2. Video recording file too large

Redo video recording of liveness challenges

3. Timeout A: User does not start using browser webcam after 12 seconds

Desktop: Continue on mobile with Cross-device experience option (or ignore)
Mobile: Continue with use of native camera to take selfie (or ignore)

4. Timeout B: User takes longer than 20 second limit to record video actions

Redo video recording of liveness challenges

Visual styling

User interface

Layout constraints

The web SDK interface had been designed to be fully visible on device screens (no scrolling required at the default size) meaning there was a limit to the amount of space for UI elements — especially on smaller mobile screens. The web SDK camera screen UI had two particular spacing constraints to keep in mind.

Browser chrome

Different browsers have different chrome requirements taking precious screen space. For instance Safari has browser chrome top and bottom which means a very restricted space to work with on iPhone 4 (our minimum screen size to design for).

Face oval guidance

From past user testing sessions we had found that the smaller the face oval the further away people had to hold their mobile phones to get their face inside it. We now had guidelines that set a minimum face oval-size and so this needed to be followed.

Alert messages

As over half of our users used mobile I decided to restyle the alert messages to work better for mobile. Replacing the actionable link-styling for nice big buttons made for easier usability and allowed to place better call to actions for people to view. This also gave me the chance to rewrite the alert messaging so they had clear headings, told people what was happening, and gave them a next option.

Final UI

Desktop and mobile versions of introduction screen. Advises people that they will need to speak out loud, move their head, and finish within 25 seconds. — Video Liveness introduction screen

Desktop and mobile versions of start recording screen. Advises people to position their face in the oval shape and follow the instructions on screen. — Start recording screen

Desktop and mobile versions of speak numbers challenge screen. Advises people to speak each digit shown out loud. — Speak numbers challenge screen

Desktop and mobile versions of turn head challenge screen. Advises people to look over left shoulder. — Turn head challenge screen

Desktop and mobile versions of video playback confirmation screen. Let's people view the video before submitting it. — Video playback confirmation screen

Video Liveness

Outcome

+10%

of all web facial checks use Video Liveness

~1600

fraud attempts detected with Video Liveness

+7

new clients signed due to Video Liveness

Reflections

Better communication

We knew we needed to improve our communication between our team and stakeholders on the effort it takes to ship features. We also wanted to understand what types of pressures they were dealing with when selling our SDK to clients. We decided to work a lot closer with them by regularly attending client calls and visits, and putting processes into place to enable better push back against decisions before they were made. We hoped this would create better mutual understanding between product and sales and our respective challenges and insights.

Products aren’t static

We should always be learning and improving products, but in this case there was no time to iterate on issues we knew of. Previous user testing had shown that people could get confused with how far to turn their head, some held the phone to their mouth to say the numbers, and some would tap the continue button without doing the challenge. It was seen as quicker and easier from a business point of view to just “copy and paste” the current native SDK version. This is a tradeoff we had to make to deliver fast, but it also meant delivering a feature with known user experience issues — it’s never a good feeling to ship something you know could be a lot better.

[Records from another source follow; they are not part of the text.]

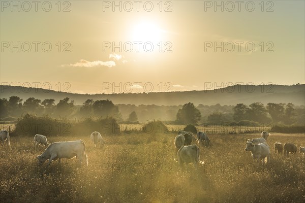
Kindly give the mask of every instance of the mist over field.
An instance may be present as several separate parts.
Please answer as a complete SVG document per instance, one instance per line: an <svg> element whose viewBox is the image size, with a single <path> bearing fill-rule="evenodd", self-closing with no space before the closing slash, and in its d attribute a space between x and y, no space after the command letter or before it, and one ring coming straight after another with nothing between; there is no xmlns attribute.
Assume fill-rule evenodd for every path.
<svg viewBox="0 0 305 203"><path fill-rule="evenodd" d="M0 203L305 202L304 8L0 1Z"/></svg>

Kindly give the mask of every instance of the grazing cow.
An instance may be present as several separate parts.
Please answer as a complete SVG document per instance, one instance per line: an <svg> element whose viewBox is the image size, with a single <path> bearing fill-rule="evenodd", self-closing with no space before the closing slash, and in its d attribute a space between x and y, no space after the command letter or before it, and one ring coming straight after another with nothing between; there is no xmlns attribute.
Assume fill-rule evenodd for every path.
<svg viewBox="0 0 305 203"><path fill-rule="evenodd" d="M203 144L203 141L205 141L205 146L208 147L211 141L208 139L206 134L203 132L198 132L197 135L198 143Z"/></svg>
<svg viewBox="0 0 305 203"><path fill-rule="evenodd" d="M283 144L279 142L274 143L274 153L276 154L277 153L277 151L278 151L278 154L282 154L282 152L283 151Z"/></svg>
<svg viewBox="0 0 305 203"><path fill-rule="evenodd" d="M284 145L284 155L289 156L289 152L295 154L296 153L296 145L293 143L287 143Z"/></svg>
<svg viewBox="0 0 305 203"><path fill-rule="evenodd" d="M200 149L196 145L182 146L177 153L177 161L180 166L182 167L183 163L193 163L196 168L198 167L198 163L203 164L203 161L200 161Z"/></svg>
<svg viewBox="0 0 305 203"><path fill-rule="evenodd" d="M43 145L45 147L46 147L47 146L49 146L49 143L48 143L46 137L39 134L36 134L34 136L34 147L35 147L35 150L36 150L37 145L39 146L39 145Z"/></svg>
<svg viewBox="0 0 305 203"><path fill-rule="evenodd" d="M37 156L36 158L38 159L40 165L49 159L48 165L50 165L53 160L59 159L60 163L61 158L71 159L75 157L79 160L80 165L81 165L82 159L85 158L88 165L85 143L81 140L52 143L41 155Z"/></svg>
<svg viewBox="0 0 305 203"><path fill-rule="evenodd" d="M190 143L190 144L191 144L191 143L192 143L192 142L196 142L197 140L197 139L195 137L195 136L194 136L194 134L193 134L193 132L190 132L188 131L184 131L184 130L179 130L178 131L178 134L183 134L184 136L186 134L189 134L189 135L192 136L191 138L192 138L192 141L191 142L191 143ZM189 136L185 136L185 137L189 137ZM189 138L189 140L190 140L190 139Z"/></svg>
<svg viewBox="0 0 305 203"><path fill-rule="evenodd" d="M302 147L300 146L300 153L305 154L305 147Z"/></svg>
<svg viewBox="0 0 305 203"><path fill-rule="evenodd" d="M267 141L264 138L254 138L252 139L252 140L250 140L248 139L247 140L248 142L251 142L253 144L260 144L260 143L264 143L266 142Z"/></svg>
<svg viewBox="0 0 305 203"><path fill-rule="evenodd" d="M266 140L267 140L267 138L268 138L269 136L271 136L270 133L268 133L266 131L263 131L261 135L262 136L262 138L263 138Z"/></svg>
<svg viewBox="0 0 305 203"><path fill-rule="evenodd" d="M251 142L248 142L245 151L251 152L254 162L255 162L255 159L257 159L257 163L259 164L260 159L262 159L263 164L266 157L267 163L270 162L270 148L266 143L253 144Z"/></svg>
<svg viewBox="0 0 305 203"><path fill-rule="evenodd" d="M185 137L185 146L191 145L191 144L193 142L193 136L192 134L189 133L184 134L183 136Z"/></svg>
<svg viewBox="0 0 305 203"><path fill-rule="evenodd" d="M94 147L97 147L97 145L98 143L100 143L101 148L103 148L104 147L104 145L106 143L106 141L103 139L102 138L102 136L101 133L99 132L97 132L96 131L93 132L90 135L90 138L93 143L94 143Z"/></svg>
<svg viewBox="0 0 305 203"><path fill-rule="evenodd" d="M4 141L7 139L10 145L10 132L7 130L0 131L0 141L2 143L1 145L4 145Z"/></svg>
<svg viewBox="0 0 305 203"><path fill-rule="evenodd" d="M184 145L186 139L182 134L179 134L175 138L175 147L179 149Z"/></svg>

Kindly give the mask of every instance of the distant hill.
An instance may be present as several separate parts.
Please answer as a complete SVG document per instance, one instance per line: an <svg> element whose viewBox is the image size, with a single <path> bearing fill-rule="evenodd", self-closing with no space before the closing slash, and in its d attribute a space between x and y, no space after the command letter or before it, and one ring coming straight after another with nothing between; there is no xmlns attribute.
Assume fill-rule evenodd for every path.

Thinking outside the bubble

Thinking about people without the latest devices or browsers had been forgotten in the beginning — I’d been so blinded by the new shiny technology that I’d left a large and important group of people out of the design. I really took this as a failure on my part — it made me all the more determined to address how my designs affect different people and find ways to include them in my design process from now on.